The first half of the episode is a flat out weird sequence of events. After talking with Jesse about lower than expected yields, Walter spots a fly and this new obsession to get rid of the contaminant arises. I was ready to write off the episode and trash it, and rightfully so. Their antics going after fly kept dragging on and went nowhere other than a couple sight gags.
Then, the episode takes a huge turn and from there the episode becomes, inescapably, a tour de force, a riveting ride, exposing the inner layers of these characters, slowly shedding aside all inhibitions. The pieces come together and there is some reason for the insanity. Walter forcing Jesse to stay leads to Jesse's story about his aunt's obsession brought on my cancer and finally, Walter's monologue, a mindblowing discussion, brought on by a lack of sleep, of the perfect moment to die. He ponders when, the exact moment in the past, it would have been optimal to die.
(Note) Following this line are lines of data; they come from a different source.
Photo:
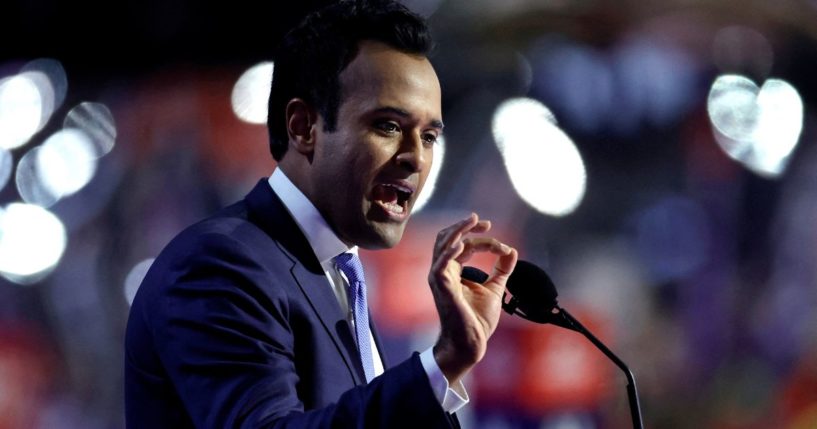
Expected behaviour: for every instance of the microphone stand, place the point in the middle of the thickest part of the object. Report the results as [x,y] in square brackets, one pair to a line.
[560,317]
[564,319]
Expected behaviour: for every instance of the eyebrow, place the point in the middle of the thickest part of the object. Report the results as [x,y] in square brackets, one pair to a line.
[436,123]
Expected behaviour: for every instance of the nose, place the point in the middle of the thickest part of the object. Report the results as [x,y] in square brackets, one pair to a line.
[413,156]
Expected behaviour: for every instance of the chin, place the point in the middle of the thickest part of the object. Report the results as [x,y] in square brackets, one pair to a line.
[382,236]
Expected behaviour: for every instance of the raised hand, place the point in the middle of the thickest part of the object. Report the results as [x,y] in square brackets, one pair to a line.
[469,312]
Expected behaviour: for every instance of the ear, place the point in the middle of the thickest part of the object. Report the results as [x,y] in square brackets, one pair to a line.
[301,120]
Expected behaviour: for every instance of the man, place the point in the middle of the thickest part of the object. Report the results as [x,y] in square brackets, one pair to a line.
[245,319]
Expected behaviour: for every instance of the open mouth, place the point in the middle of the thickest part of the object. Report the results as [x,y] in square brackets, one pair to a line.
[393,197]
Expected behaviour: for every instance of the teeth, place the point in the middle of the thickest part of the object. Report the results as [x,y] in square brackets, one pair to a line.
[399,187]
[393,207]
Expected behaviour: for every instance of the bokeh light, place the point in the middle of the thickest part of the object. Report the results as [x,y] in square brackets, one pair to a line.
[26,103]
[757,127]
[251,93]
[135,277]
[96,121]
[61,166]
[57,79]
[431,181]
[544,165]
[32,241]
[6,166]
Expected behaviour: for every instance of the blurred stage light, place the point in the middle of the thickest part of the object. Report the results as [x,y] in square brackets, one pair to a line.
[431,181]
[135,277]
[32,241]
[96,121]
[60,167]
[757,127]
[6,166]
[26,103]
[57,78]
[544,165]
[251,93]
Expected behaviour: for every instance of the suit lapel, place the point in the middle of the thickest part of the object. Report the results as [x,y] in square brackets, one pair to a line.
[268,212]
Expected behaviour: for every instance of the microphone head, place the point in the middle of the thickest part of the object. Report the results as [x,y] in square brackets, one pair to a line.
[474,274]
[532,287]
[533,295]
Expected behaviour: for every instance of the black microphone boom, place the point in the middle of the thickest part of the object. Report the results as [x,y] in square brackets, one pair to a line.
[533,297]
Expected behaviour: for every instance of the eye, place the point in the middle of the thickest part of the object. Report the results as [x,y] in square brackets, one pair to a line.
[387,127]
[430,138]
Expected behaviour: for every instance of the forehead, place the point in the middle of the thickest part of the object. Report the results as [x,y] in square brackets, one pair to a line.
[382,76]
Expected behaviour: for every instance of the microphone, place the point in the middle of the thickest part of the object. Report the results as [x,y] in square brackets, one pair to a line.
[531,295]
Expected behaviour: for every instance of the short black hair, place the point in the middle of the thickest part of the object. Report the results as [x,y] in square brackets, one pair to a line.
[312,55]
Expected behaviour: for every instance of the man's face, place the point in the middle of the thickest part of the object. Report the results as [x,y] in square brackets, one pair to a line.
[370,170]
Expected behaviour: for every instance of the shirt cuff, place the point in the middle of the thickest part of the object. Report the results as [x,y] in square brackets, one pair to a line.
[451,398]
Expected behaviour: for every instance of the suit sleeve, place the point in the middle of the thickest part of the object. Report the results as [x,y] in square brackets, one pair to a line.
[227,346]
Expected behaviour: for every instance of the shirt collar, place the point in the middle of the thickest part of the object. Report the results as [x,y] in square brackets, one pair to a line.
[324,242]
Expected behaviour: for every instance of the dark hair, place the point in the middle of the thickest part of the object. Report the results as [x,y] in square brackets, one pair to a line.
[311,57]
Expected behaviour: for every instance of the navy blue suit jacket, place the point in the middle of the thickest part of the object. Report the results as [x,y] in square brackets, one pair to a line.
[235,326]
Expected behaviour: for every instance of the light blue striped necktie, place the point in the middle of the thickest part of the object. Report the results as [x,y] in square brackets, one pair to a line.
[350,265]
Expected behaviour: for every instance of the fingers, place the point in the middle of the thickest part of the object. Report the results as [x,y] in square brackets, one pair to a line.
[504,267]
[482,244]
[449,237]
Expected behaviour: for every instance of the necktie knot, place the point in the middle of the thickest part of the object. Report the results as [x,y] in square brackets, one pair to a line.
[350,265]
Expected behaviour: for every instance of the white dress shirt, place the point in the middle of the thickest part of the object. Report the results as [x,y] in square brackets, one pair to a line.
[326,246]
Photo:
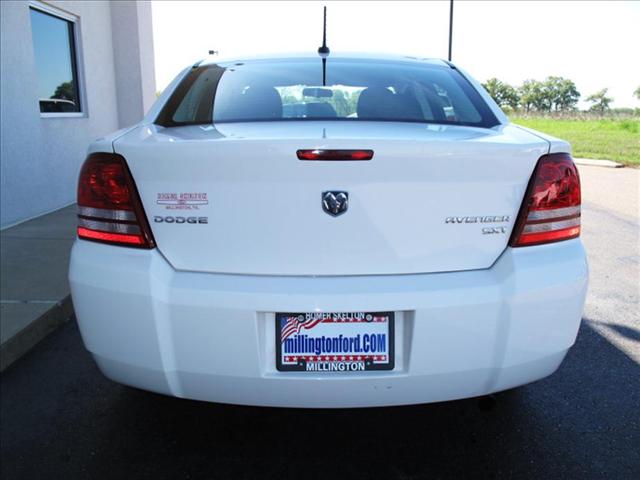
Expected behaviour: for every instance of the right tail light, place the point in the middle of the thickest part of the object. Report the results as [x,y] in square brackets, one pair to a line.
[109,207]
[550,211]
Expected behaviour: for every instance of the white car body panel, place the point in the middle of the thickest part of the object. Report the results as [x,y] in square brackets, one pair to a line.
[194,317]
[264,205]
[210,336]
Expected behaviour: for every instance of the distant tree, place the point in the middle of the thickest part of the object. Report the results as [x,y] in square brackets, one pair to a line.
[503,93]
[561,94]
[529,92]
[65,91]
[600,101]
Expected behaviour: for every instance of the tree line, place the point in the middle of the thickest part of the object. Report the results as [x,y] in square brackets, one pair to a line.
[554,94]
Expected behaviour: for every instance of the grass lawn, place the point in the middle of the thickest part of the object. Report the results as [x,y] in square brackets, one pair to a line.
[607,139]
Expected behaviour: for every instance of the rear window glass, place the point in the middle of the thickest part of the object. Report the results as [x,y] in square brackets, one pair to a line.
[281,90]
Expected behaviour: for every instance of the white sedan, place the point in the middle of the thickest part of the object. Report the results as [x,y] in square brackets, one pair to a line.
[363,231]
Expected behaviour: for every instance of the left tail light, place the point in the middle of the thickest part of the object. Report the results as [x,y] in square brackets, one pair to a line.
[109,207]
[550,211]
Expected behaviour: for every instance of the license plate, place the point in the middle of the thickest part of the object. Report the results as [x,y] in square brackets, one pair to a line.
[334,342]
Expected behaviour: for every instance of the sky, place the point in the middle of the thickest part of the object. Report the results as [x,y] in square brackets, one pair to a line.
[594,43]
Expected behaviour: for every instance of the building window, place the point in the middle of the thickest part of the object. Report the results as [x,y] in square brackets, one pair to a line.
[56,63]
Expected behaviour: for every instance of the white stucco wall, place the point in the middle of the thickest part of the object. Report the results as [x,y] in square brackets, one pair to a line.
[40,157]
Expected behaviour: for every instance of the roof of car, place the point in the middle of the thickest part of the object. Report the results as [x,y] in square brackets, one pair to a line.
[215,60]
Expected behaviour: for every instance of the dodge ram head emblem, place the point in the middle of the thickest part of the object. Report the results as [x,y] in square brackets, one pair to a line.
[335,203]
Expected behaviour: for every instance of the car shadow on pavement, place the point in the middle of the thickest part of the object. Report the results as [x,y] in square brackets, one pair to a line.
[61,418]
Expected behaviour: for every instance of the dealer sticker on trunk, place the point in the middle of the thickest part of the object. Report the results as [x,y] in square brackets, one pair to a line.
[334,342]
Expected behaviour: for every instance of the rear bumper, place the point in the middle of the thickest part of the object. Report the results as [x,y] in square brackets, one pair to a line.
[211,336]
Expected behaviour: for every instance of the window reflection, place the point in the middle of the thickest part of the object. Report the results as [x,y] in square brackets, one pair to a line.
[54,50]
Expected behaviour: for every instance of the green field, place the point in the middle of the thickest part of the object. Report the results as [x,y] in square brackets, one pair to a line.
[607,139]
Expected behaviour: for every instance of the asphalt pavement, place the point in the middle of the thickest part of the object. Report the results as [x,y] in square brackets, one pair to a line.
[61,419]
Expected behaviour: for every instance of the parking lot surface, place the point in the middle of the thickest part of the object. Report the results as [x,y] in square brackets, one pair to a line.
[61,419]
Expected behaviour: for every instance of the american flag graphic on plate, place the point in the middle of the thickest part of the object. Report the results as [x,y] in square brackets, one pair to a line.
[334,341]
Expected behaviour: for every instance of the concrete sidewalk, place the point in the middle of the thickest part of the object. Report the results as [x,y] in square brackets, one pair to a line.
[34,292]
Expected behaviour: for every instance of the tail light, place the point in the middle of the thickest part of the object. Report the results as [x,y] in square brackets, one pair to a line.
[109,208]
[551,208]
[333,155]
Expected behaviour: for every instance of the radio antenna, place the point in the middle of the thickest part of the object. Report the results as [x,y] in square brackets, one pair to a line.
[324,51]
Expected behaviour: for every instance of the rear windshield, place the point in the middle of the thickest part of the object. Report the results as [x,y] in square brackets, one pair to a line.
[352,90]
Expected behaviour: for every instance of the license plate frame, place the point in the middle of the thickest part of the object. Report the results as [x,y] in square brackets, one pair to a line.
[340,365]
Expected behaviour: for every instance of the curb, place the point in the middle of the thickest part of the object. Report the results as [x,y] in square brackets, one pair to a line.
[597,163]
[36,331]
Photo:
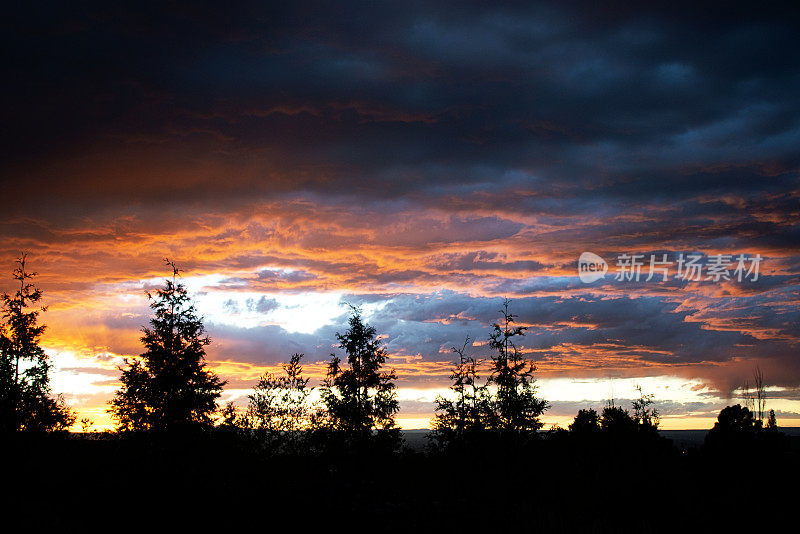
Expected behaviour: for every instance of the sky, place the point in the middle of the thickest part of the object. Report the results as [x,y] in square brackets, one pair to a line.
[423,162]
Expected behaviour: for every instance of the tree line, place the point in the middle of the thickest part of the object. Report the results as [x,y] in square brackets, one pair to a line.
[169,388]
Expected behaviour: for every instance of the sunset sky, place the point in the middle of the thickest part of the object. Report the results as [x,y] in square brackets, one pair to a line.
[422,162]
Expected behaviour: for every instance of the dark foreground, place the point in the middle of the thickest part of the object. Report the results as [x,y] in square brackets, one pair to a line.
[559,483]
At first, he's the cold, calculating Walt, choosing based on money but soon settles on the night Jane died while Skyler was singing to the baby, before going to Jesse's house. Again, Bryan Cranston owned the episode and the directing by Rian Johnson was as good as it gets.
Later, as Jesse climbs the ladder to kill the fly, Walter comes perilously close to telling Jesse the truth about Jane's death. He leaves it as "I'm sorry," not elaborating on what he means. Jesse assumes it's the kind of sorry when one feels bad for another, not the I stood by and let your girlfriend die kind. Jesse eventually does kill the fly and Walt goes back to his room only to find another fly.
In terms of story advancement, the episode had none other than Walt telling Jesse that he can't protect him if he is skimming off the top. We know he is and will continue to do so. And if Walt can't protect him, what happens to Jesse?
Was it a normal episode of television? No. Was it an exciting episode of television? No, my heartbeat was constant throughout. Did the episode advance the plot? A tiny bit. Breaking Bad is a show that actively defies convention and "Fly" was a perfect example. Using two characters and a single setting, the bare simplicity was able to convey more than most shows do in a season.